Tarzan's Tripes Forever, and Other Feghoots

The Web's Original Shaggy Dog Story Archive


Futbol, anyone?

Category: Rated G

This is from Alyn George.


Did you ever have any imaginary friends as a child? I didn’t, but I seem to be gathering more and more of them in the downhill stretch of the three score and ten. One of them, Bob (who lives in the Italian Capital) suggested the following little anecdote. He can’t submit it himself, as there are no ISP’s who are prepared to open an account for Imaginary People, so I’m submitting it because he’s my buddy. Bob’s a pal in Rome.

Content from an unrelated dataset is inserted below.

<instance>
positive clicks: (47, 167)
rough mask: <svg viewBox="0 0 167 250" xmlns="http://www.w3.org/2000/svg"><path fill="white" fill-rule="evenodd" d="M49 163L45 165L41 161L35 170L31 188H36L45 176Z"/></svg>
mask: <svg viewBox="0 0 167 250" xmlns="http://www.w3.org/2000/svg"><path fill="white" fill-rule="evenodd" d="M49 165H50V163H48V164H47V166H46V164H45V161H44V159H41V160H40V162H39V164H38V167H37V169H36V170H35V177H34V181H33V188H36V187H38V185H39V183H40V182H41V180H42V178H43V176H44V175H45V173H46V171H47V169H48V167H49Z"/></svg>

The European Union’s sports ministers were having a meeting to find a way to out-do the American’s on the playing fields. They decided that the sport to use as the vehicle for this feat would be Rugby Union, because most European Nations were pretty good at it but their North American Cousins weren’t. To rub salt into the wound, they decided to play on the name “Superbowl”. They would build a “Hyperbowl”, bigger and better that any stadium ever seen. It was then suggested that seeing as they already had a “Five Nations” Rugby tournament, that they should build five Hyperbowls, designated A through E. The Americans could never recover from such a coup. Everything was going fine with Hyperbowls A, B, C and D but the final Hyperbowl was way over budget, and it seemed likely that the project could be cancelled. The argument that eventually worked at extracting the required extra funds was: “Those Damn Yanks are always exaggerating the importance of everything they do — In order to beat them at their own game, we must have Hyperbowl-E.”